Production Governance Playbook

Languages: English · 中文

Agent demos often judge the final answer. Production asks a different set of questions: did the latest change improve the system, can failures be located by layer, is cost controlled, do high-risk actions require approval, and can product/operations teams receive the service?

Every added intelligent capability needs added evidence.

Four Evidence Types

EvidenceSolvesAgently entrypoint
Output contractWhether business systems can consume resultsOutput Control, Model Response
Runtime traceWhat happened across request, Action, workflow, environmentEvent Center, DevTools
State evidenceWhether artifacts, decisions, checkpoints, context are recoverableWorkspace, Long-Running State
Scenario regressionWhether prompt/model/tool/flow changes actually improve behaviorDevTools EvaluationBridge, app tests, model judge

Together they move the system from "this answer looks good" to "this capability can be changed safely".

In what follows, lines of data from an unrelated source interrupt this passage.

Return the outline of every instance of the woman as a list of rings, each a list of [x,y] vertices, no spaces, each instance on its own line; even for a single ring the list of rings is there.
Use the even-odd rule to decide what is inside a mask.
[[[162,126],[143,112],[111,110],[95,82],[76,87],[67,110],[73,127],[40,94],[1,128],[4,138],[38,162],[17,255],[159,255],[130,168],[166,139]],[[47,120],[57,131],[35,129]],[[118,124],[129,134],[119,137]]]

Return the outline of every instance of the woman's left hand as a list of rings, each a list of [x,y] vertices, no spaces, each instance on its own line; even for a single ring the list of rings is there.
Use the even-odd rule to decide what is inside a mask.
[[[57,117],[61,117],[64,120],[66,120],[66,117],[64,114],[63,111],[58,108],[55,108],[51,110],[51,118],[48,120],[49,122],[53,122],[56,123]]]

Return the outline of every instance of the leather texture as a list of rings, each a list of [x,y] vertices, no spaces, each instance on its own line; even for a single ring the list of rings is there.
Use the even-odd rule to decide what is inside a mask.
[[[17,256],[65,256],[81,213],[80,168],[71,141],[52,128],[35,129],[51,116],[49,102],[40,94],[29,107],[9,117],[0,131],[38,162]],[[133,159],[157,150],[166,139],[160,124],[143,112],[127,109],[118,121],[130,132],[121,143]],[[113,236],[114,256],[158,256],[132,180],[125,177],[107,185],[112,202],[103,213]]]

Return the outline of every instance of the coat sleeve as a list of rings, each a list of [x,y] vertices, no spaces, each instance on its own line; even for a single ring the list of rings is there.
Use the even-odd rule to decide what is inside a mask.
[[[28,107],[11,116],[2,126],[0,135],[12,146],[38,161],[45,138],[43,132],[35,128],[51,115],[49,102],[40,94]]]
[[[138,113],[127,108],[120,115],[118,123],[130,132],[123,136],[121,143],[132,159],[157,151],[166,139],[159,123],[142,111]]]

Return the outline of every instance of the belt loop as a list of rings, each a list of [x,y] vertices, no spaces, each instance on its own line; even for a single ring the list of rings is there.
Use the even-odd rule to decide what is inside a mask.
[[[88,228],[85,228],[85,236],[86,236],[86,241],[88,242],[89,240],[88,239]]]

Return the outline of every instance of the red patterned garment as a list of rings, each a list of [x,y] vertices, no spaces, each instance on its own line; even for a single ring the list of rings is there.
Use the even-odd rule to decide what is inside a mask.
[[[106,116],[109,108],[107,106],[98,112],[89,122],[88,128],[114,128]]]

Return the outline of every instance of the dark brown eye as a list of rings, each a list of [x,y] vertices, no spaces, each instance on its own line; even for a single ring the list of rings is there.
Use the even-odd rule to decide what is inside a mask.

Eval: Fix Representative Cases First

Minimal eval does not need to cover every online input. Start with cases that represent business risk:

Case typeCheck
Normal inputComplete fields, correct flow, consumable output
Boundary inputMissing fields, vague intent, long text, duplicate submit
High-risk inputRefusal, approval, human handoff, least privilege
Regression inputHistorical online failures, customer feedback, version change points

Use the right judge for the risk:

  • Fields, enums, required values: structured output and deterministic assertions.
  • Business rules: explicit checks such as amount thresholds, reversibility, approval requirements.
  • Semantic quality: a second Agently model judge returning structured decisions.
  • Human acceptance: retain input, output, judge result, and human conclusion.

Trace: Locate the Failing Layer

A production issue should be locatable to at least one layer:

text
Gateway
  task_id / session_id / trace_id / tenant

Request
  model request / output validation / retry

Action
  selected action / args / result / error / approval

ExecutionEnvironment
  environment declared / approval / ready / failed / released

TriggerFlow
  execution_id / chunk / pause / resume / close snapshot

Workspace
  artifact refs / decisions / checkpoints / ContextPack

Event Center receives framework-level RuntimeEvent. Production logs, metrics, and audit hooks should correlate by run metadata instead of parsing text messages.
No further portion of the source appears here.